Péter Bozsik

Personal information
- Date of birth: 30 October 1961 (age 63)
- Place of birth: Budapest, Hungary

Youth career
- 1977–1978: Vasas SC
- 1978–1980: Budapest Honvéd

Senior career*
- Years: Team / Apps / (Gls)
- 1980–1994: Pénzügyőr SE

Managerial career
- 1994–2000: Pénzügyőr SE
- 2001: Vasas SC
- 2001–2003: Zalaegerszegi TE
- 2003–2004: Szombathelyi Haladás
- 2006: Hungary
- 2013–2014: Tatabánya FC
- 2016–: Komárom VSE

= Péter Bozsik =

Hungarian football manager (born 1961)

Péter Bozsik (born 30 October 1961) is a football manager and son of the international player József Bozsik, who was part of the Golden Team of the 1950s and managed the Hungarian team in 1974.

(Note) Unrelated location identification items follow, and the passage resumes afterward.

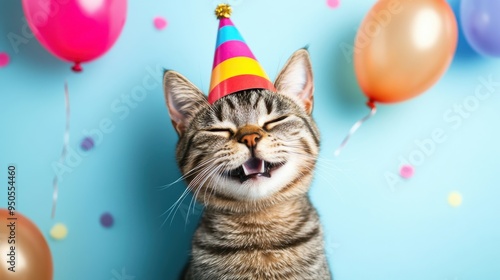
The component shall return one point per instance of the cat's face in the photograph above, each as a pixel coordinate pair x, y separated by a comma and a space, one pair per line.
249, 146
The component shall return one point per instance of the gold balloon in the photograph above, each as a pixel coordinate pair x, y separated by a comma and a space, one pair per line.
403, 47
29, 257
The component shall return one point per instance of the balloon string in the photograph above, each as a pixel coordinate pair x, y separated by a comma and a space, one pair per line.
64, 150
354, 128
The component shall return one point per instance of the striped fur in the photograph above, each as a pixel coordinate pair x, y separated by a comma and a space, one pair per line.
262, 228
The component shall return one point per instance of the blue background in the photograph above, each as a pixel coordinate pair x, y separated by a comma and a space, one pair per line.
375, 228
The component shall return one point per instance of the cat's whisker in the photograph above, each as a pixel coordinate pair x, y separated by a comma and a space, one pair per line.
185, 175
173, 209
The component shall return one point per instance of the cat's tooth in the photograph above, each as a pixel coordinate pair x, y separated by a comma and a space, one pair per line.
245, 170
263, 167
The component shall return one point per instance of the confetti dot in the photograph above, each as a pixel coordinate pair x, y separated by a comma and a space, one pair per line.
107, 220
455, 199
4, 59
333, 3
87, 143
160, 23
59, 231
406, 171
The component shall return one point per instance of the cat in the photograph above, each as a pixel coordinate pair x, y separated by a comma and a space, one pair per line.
249, 159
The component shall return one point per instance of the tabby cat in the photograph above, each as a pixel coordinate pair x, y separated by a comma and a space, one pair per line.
249, 159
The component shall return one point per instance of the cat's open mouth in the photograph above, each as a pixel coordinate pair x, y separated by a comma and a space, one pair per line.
254, 168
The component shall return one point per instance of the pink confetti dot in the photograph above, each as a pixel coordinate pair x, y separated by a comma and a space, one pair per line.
160, 23
333, 3
406, 171
4, 59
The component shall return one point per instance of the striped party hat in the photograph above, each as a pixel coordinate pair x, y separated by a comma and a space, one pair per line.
235, 67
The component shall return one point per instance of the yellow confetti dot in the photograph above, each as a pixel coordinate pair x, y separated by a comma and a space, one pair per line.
455, 199
59, 231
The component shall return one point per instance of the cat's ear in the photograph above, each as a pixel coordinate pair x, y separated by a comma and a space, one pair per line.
296, 79
183, 99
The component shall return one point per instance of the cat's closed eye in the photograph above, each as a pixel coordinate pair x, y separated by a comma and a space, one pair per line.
272, 123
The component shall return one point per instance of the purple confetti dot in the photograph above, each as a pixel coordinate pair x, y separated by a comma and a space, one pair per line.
4, 59
107, 220
407, 171
87, 143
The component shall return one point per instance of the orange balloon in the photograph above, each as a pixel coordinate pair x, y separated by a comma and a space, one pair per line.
24, 253
403, 47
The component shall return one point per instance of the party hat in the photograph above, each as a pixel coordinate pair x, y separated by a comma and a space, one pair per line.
235, 67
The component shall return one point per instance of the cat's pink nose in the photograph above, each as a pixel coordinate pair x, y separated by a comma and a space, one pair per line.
250, 139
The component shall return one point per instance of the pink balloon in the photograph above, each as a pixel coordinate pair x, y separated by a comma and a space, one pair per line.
76, 30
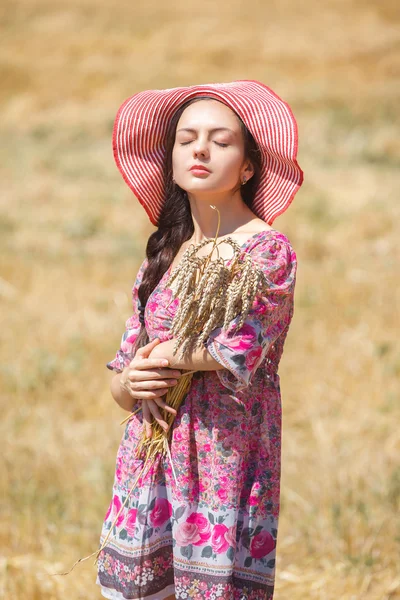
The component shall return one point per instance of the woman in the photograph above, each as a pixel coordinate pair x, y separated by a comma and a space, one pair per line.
212, 531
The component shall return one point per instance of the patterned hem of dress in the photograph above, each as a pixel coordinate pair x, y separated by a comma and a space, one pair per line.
114, 595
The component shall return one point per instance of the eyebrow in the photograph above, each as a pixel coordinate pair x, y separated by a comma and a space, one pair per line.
210, 130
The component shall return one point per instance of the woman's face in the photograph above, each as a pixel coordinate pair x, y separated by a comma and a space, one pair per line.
208, 133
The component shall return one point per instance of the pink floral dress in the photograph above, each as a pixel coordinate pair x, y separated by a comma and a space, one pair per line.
214, 534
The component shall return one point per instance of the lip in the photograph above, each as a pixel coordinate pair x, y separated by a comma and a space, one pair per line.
200, 169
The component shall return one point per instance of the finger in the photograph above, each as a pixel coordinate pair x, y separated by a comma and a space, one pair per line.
156, 374
147, 419
157, 415
162, 403
151, 363
150, 395
151, 384
145, 350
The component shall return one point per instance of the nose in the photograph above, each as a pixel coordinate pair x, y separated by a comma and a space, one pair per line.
200, 147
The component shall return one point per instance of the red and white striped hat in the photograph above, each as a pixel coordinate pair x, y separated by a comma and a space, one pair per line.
139, 141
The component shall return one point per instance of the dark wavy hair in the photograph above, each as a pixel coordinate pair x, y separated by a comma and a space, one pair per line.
175, 225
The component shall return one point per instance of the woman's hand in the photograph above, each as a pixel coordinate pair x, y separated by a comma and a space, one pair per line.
148, 379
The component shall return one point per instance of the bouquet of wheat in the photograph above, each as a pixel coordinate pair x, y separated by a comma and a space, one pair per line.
211, 295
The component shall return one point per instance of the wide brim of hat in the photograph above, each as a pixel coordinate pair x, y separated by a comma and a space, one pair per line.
139, 141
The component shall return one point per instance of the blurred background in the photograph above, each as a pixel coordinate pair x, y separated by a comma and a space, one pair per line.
72, 237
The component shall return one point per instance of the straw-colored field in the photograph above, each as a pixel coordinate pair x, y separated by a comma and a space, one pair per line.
72, 236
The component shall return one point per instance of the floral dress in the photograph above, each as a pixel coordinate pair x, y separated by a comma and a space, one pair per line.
213, 532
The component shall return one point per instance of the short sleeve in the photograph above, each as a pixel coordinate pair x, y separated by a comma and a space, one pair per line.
132, 328
243, 351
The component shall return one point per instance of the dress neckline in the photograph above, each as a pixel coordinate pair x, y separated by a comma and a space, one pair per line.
245, 243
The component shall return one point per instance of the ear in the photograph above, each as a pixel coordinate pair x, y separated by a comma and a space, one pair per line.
248, 171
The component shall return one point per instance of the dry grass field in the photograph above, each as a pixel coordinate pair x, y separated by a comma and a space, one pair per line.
72, 237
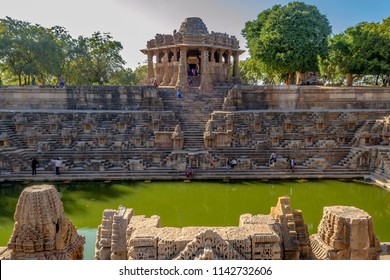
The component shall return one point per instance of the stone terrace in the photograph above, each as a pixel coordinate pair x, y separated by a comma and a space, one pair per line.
142, 133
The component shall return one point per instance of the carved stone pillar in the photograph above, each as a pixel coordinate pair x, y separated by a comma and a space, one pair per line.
166, 76
175, 68
150, 66
159, 70
213, 69
182, 78
206, 83
227, 65
236, 70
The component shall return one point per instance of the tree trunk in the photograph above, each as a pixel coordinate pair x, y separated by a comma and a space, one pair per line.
349, 80
291, 78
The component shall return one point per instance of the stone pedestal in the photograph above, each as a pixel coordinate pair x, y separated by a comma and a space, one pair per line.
41, 229
345, 233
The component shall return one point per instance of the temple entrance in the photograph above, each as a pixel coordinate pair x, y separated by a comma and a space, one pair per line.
193, 62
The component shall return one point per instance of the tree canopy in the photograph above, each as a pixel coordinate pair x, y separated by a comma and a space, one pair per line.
362, 50
287, 39
32, 53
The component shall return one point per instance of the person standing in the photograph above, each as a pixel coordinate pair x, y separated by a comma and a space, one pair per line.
292, 164
179, 95
57, 163
34, 164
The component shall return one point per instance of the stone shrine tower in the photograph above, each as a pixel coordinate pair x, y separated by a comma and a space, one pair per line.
41, 231
193, 56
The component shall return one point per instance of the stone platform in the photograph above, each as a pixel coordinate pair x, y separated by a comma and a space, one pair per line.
143, 133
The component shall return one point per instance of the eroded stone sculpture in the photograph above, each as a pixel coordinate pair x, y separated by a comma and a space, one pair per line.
41, 229
345, 233
280, 235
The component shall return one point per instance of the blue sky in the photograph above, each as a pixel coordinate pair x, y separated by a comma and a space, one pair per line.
134, 22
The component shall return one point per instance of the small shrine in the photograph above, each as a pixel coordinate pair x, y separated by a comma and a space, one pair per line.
192, 56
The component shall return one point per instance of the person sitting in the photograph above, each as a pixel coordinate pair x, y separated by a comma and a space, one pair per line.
272, 158
233, 163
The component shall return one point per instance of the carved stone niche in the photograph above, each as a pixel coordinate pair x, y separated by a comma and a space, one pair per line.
275, 141
32, 135
244, 137
41, 231
288, 125
177, 138
4, 141
122, 127
257, 123
229, 122
43, 146
20, 123
88, 124
102, 136
345, 233
53, 123
223, 139
296, 145
67, 136
163, 139
309, 141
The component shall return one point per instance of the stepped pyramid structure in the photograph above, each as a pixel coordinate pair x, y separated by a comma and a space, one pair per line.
344, 233
147, 133
41, 231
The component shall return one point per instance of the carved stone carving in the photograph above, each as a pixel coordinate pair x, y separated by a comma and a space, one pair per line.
345, 233
41, 229
256, 237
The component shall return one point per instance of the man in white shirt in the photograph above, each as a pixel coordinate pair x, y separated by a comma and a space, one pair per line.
57, 163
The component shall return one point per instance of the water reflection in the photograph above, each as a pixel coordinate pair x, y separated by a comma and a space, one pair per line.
182, 204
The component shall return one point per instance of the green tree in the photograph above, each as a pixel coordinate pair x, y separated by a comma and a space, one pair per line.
15, 47
360, 51
103, 56
288, 39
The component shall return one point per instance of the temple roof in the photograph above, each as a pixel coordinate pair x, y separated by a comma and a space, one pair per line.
193, 26
193, 32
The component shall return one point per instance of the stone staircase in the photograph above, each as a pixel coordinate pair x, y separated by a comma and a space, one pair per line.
193, 111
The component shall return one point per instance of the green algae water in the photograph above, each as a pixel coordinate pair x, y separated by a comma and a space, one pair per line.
181, 204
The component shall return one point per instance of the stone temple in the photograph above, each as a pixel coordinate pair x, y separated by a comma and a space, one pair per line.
192, 52
147, 133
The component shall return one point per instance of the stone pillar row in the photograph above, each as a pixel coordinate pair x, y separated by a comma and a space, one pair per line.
173, 71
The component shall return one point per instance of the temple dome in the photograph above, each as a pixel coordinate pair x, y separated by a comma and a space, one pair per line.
193, 26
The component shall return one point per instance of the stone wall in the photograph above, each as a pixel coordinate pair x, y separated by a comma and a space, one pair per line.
258, 237
307, 98
80, 98
41, 229
243, 98
345, 233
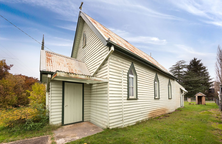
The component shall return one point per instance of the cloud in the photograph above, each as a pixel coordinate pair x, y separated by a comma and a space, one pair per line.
68, 27
2, 38
139, 39
208, 10
66, 9
190, 50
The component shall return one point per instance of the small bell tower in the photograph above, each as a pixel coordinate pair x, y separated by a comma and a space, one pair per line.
42, 48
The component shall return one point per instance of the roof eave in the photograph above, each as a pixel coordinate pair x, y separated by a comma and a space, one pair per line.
129, 53
75, 35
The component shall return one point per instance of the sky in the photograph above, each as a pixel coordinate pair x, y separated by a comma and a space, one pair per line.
167, 30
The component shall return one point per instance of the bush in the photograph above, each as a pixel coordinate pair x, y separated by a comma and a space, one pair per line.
37, 95
33, 117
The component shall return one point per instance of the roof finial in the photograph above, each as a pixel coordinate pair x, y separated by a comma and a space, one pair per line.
43, 42
81, 6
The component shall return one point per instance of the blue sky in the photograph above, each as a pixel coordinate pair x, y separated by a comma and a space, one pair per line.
170, 31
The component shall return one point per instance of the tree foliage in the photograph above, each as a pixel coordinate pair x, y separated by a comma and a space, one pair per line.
13, 88
219, 65
37, 95
178, 70
201, 75
4, 69
194, 76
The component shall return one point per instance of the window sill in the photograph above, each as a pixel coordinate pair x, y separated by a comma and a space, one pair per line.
132, 98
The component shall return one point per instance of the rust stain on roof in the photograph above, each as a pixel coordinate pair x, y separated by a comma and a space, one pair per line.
123, 43
56, 62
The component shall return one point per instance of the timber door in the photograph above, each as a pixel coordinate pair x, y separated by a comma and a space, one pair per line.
181, 99
73, 103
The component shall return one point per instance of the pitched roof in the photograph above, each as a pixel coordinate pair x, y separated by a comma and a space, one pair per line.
108, 34
52, 62
200, 94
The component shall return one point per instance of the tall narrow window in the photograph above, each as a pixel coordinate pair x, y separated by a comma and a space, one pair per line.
84, 40
132, 83
156, 88
169, 90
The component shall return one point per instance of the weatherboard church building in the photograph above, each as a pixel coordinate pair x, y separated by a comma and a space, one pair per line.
106, 81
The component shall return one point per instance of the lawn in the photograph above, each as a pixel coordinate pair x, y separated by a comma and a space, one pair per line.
191, 124
18, 132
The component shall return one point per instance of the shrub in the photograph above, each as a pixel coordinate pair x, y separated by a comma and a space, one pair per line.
37, 95
33, 117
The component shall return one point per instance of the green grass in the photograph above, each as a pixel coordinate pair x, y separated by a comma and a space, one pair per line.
16, 133
191, 124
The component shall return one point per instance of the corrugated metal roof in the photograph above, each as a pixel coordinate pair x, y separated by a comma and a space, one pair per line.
52, 62
200, 94
123, 43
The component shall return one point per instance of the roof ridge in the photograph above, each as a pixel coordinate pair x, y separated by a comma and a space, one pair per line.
63, 56
107, 33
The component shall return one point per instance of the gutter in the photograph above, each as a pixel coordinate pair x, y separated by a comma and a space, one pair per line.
106, 57
134, 56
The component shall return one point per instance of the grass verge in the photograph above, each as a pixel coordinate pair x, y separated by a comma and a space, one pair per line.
17, 133
191, 124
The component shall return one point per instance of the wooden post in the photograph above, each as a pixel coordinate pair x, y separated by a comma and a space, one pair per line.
220, 98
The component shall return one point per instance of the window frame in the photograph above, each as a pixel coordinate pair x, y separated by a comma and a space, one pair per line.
169, 84
135, 82
156, 79
83, 38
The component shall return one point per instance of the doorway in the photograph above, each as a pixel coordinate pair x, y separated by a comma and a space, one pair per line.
72, 103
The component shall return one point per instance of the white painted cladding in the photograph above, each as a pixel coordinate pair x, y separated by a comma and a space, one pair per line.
123, 112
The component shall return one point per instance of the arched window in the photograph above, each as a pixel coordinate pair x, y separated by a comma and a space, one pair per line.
156, 88
169, 90
132, 83
84, 40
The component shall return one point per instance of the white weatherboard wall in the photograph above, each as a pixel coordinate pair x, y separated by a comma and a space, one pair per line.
93, 54
94, 51
123, 112
55, 102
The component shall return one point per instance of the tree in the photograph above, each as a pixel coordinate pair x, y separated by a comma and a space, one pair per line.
178, 70
4, 69
197, 78
219, 65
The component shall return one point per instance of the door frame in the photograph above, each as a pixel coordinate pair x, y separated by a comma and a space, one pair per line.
63, 93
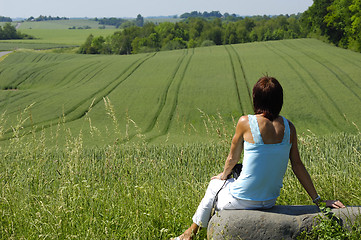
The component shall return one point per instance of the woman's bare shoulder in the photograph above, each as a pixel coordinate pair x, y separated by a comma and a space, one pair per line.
243, 123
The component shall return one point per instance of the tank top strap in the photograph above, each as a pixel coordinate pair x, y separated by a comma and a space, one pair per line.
287, 134
256, 134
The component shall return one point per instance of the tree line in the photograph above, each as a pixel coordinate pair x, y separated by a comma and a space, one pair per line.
5, 19
8, 31
337, 20
194, 32
120, 22
46, 18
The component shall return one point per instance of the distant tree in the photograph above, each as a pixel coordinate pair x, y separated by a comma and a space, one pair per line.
5, 19
9, 32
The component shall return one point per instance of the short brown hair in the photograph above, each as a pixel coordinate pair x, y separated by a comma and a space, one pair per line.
268, 97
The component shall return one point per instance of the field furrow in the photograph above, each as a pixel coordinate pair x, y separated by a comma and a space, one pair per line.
164, 96
183, 94
79, 109
167, 115
235, 81
341, 75
249, 91
298, 68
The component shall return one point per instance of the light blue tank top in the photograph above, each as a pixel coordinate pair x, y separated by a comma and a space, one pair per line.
264, 166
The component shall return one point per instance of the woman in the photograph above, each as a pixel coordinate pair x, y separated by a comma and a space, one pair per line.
268, 140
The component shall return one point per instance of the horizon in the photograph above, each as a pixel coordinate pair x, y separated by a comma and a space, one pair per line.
148, 9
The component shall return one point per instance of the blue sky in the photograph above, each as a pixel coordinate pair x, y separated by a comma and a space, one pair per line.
130, 8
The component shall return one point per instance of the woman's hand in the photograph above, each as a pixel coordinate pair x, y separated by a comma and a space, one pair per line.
219, 176
334, 204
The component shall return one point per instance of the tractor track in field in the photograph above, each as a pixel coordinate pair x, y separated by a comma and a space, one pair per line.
33, 72
324, 62
309, 89
108, 89
243, 73
164, 96
175, 103
357, 65
73, 74
235, 81
14, 98
350, 88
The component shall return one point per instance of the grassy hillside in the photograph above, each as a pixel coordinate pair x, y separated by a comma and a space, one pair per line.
180, 96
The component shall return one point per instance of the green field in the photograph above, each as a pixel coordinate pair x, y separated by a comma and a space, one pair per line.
173, 96
123, 147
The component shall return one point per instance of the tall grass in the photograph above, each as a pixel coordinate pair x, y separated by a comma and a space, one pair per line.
140, 191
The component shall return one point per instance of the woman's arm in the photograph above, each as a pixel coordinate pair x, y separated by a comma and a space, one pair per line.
236, 149
301, 172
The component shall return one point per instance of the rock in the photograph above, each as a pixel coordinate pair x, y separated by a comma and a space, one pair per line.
279, 222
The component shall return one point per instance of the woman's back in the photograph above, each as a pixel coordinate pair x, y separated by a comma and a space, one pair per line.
271, 131
266, 153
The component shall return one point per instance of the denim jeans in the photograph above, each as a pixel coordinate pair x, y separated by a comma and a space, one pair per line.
225, 202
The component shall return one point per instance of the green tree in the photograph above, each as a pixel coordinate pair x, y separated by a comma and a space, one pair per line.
139, 21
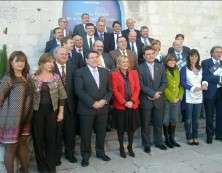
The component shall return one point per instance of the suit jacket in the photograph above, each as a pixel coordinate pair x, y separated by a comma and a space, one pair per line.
108, 61
106, 41
88, 92
130, 54
139, 46
149, 86
126, 33
210, 78
85, 42
118, 86
68, 34
79, 30
69, 87
112, 41
186, 50
77, 59
174, 89
50, 45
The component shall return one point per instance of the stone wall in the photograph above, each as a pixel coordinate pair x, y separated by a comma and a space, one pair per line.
29, 23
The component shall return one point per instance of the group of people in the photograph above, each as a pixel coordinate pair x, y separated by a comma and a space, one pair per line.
80, 80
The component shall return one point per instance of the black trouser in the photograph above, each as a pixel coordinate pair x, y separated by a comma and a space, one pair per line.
44, 137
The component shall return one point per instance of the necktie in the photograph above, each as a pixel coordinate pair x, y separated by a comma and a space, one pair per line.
100, 61
63, 74
96, 77
151, 71
145, 42
101, 36
90, 43
133, 47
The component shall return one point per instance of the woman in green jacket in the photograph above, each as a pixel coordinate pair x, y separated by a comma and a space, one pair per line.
173, 95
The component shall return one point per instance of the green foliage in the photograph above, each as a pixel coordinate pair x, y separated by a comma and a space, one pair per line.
3, 61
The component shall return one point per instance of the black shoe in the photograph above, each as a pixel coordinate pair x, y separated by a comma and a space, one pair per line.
147, 150
130, 150
108, 129
161, 146
104, 157
71, 159
84, 162
122, 152
58, 163
209, 140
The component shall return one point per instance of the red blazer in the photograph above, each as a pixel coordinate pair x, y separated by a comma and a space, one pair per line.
118, 86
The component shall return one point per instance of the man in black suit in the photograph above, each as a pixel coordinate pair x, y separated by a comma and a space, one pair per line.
130, 27
66, 128
144, 33
153, 81
180, 38
213, 96
134, 44
117, 27
80, 28
89, 38
52, 44
78, 46
63, 23
105, 37
73, 56
93, 88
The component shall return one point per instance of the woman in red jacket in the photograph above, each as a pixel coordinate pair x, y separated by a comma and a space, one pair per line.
126, 89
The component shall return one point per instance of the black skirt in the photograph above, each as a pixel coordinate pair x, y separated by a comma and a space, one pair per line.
125, 120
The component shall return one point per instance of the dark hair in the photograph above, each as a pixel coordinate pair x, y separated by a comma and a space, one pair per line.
116, 22
55, 29
179, 35
119, 38
191, 53
169, 57
20, 56
213, 49
84, 14
145, 48
44, 58
65, 39
91, 51
89, 24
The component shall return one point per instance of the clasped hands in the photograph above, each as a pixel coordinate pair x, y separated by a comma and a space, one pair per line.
155, 97
99, 104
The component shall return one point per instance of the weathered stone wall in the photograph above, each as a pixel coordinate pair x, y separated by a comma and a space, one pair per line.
28, 23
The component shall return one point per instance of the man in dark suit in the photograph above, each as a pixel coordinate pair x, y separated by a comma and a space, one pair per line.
130, 27
153, 81
63, 23
121, 50
66, 128
145, 39
213, 96
180, 38
135, 45
93, 88
73, 56
117, 27
80, 28
52, 44
89, 38
78, 46
105, 37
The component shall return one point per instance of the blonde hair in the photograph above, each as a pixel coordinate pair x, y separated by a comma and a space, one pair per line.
44, 58
120, 60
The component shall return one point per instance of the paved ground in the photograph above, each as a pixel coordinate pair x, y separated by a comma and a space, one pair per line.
204, 158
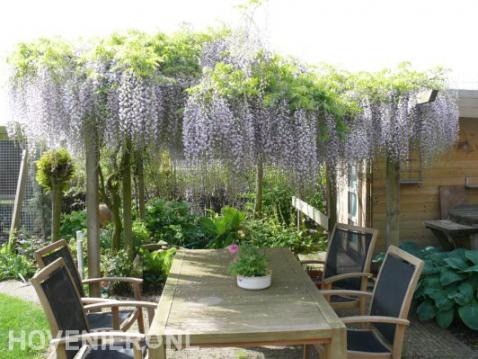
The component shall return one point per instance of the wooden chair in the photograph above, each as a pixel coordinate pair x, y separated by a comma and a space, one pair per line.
347, 263
96, 320
69, 325
389, 306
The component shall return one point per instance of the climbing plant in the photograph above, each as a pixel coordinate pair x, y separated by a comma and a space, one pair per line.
254, 108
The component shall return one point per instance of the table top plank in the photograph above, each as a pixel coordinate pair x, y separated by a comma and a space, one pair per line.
201, 300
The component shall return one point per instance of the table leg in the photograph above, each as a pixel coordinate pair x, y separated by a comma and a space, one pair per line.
157, 351
337, 348
306, 351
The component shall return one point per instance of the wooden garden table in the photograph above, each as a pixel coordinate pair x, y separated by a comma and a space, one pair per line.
201, 302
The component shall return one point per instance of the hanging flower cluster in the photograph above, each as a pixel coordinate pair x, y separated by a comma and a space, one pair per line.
399, 125
252, 106
122, 84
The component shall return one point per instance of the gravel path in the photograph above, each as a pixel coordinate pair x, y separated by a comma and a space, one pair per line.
423, 340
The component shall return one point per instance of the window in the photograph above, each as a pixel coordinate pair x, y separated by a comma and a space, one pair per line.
411, 169
353, 195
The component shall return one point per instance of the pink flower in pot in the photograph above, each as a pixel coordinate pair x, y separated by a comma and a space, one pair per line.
233, 248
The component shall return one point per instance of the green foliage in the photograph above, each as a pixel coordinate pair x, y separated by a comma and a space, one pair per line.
140, 233
15, 266
448, 287
54, 169
72, 222
269, 234
156, 266
20, 316
53, 54
224, 229
156, 56
172, 222
273, 79
249, 262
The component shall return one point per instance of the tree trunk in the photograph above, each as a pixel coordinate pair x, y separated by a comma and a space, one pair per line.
331, 199
259, 187
56, 199
92, 203
392, 187
118, 226
127, 217
141, 191
110, 191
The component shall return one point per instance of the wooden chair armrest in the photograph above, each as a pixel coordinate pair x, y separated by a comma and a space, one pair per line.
131, 280
92, 300
345, 292
375, 319
338, 277
136, 283
122, 303
312, 261
115, 304
96, 336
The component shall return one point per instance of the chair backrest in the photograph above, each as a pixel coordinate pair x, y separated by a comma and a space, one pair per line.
350, 249
60, 249
393, 292
61, 302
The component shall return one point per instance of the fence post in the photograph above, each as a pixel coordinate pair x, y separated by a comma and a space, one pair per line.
19, 195
79, 251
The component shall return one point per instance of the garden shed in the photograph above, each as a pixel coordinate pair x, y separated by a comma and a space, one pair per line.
361, 190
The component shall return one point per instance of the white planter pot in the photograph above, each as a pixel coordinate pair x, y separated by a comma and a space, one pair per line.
254, 283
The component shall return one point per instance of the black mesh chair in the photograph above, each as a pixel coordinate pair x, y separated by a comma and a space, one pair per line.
96, 320
389, 306
69, 326
347, 263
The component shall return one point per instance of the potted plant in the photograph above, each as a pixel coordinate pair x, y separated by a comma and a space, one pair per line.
250, 267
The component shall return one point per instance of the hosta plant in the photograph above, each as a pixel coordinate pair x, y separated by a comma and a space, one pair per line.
448, 287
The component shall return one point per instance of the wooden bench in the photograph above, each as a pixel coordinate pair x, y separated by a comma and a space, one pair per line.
450, 233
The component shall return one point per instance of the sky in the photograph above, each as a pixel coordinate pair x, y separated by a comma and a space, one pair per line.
352, 34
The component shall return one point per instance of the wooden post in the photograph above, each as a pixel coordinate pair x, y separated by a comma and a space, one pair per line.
141, 191
331, 198
392, 188
127, 202
259, 186
19, 196
92, 203
56, 201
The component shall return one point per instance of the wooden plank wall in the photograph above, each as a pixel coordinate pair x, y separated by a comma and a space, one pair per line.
419, 202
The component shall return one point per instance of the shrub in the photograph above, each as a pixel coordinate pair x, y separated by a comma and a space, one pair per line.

After an unremarkable career as a football player, Péter Bozsik turned manager and was so far employed by Vasas SC, Zalaegerszegi TE and Szombathelyi Haladás. Bozsik achieved his first success a third position in the Hungarian Championship with Vasas SC. The team from Zalaegerszeg, where he was from 2001 to 2003, he led to its greatest success, their first Hungarian Championship in 2002. During the 2002–03 UEFA Champions League, ZTE defeated Croatian champions NK Zagreb and caused an upset with their surprise 1–0 victory against Manchester United in the first leg of their qualifier. The decisive goal was scored by the 20-year-old substitute Koplárovics Béla who instantly became a celebrity and a household name with Hungarian football fans.

In May 2006 he became as successor to Lothar Matthäus manager of the Hungary national team. However his tenure ended already in October the same year, after a defeat against Malta. He was followed by Péter Várhidi.